Advance NZ has asked a judge to intervene after it was excluded from a televised "Powerbrokers debate" alongside other minor parties.
Co-leaders Billy Te Kahika Jr and former National Party MP Jami-Lee Ross filed an urgent interlocutory injunction application against MediaWorks in the High Court at Auckland yesterday.
They had been left out of an event, promoted as the Powerbrokers and "King and Queen makers" debate, which will be filmed tomorrow in Auckland but air on Newshub Nation on Saturday morning.
It will include Act leader David Seymour, Green Party co-leader Marama Davidson, Māori Party co-leader John Tamihere and NZ First leader Winston Peters.
This afternoon, Justice Tracey Walker heard arguments from Advance NZ's lawyers Honor Lanham and Jordan Grimmer and MediaWorks' counsel Justin Graham.
Both Te Kahika and Ross were at the hearing and watched from the public gallery.
Lanham said the TV network's criteria for which political parties would be included had ignored new parties, those with "gaining support" and the fact Ross is a sitting MP who has been elected three times before.
Advance NZ, she argued, believes it has a "good prospect" of winning the Māori electorate of Te Tai Tokerau, which Te Kahika is standing in.
Support on social media for Advance NZ was also prevalent and higher in some circumstances than the Labour or National parties, Lanham added. While a recent 1 News-Colmar Brunton poll had the party at 1 per cent, the same as the Māori Party and NZ First.
"Social media is a growing means of how parties communicate with the public," Lanham told the court. "But televised debates are [still] of critical importance in an electorate cycle."
"Not all voters will use or have access to social media."
Graham said the debate's selection criteria involved having party leaders who have won seats for their party in either of the last two parliamentary terms.
"Simply put, they don't meet the criteria," he said.
Graham added Advance NZ has other opportunities to convince people to vote for them, including a TVNZ debate.
Advance NZ will take part in TVNZ's minor party debate because its criteria includes current sitting members of Parliament. Ross is Botany's MP but has dropped out of the race ahead of the October 17 election.
If the debate, which is due to have a live audience of 60 political scientists and commentators, was unable to proceed tomorrow it wouldn't be rescheduled and a significant cost for venue hire would be lost, the court heard.
MediaWorks had also argued there were logistical issues about adding an extra party to its debate because of Covid-19 social distancing requirements.
Justice Walker reserved her decision, which she indicated would be delivered after 11am tomorrow.
Outside court a buoyant Te Kahika told the media that Advance NZ was a "viable new party".

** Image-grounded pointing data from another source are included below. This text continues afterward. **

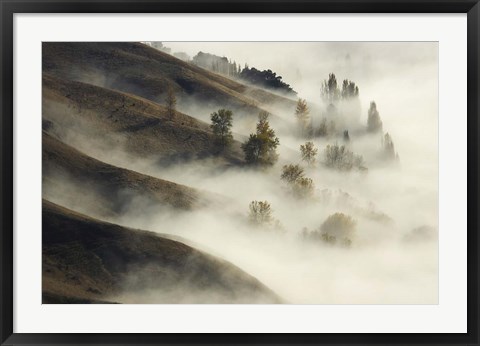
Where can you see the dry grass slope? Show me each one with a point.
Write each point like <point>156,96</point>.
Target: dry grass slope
<point>142,70</point>
<point>112,189</point>
<point>86,260</point>
<point>127,122</point>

"We should be at all of these televised debates, we believe that our stance is right, we believe our stance has the legal precedent to be supported today, and I'm looking forward to the results."
Advance NZ has been questioned for seemingly propagating internet conspiracy theories about Covid-19, the United Nations, and 5G, among others.
Thousands of the party's followers have marched and rallied against Covid-19 restrictions and lockdowns this year.
Before the 2017 election, The Opportunities Party (TOP) filed an application for an urgent judicial review after TVNZ excluded its founder and then leader Gareth Morgan from its debates.
The High Court ruled against TOP and Morgan.
However, in 2014 then Conservative Party leader Colin Craig successfully challenged MediaWorks in court after not being invited to the minor parties' debate.
And in 2005, the High Court also ruled in favour of United Future leader Peter Dunne and Progressive Party leader Jim Anderton being added to TV3's leaders' debate.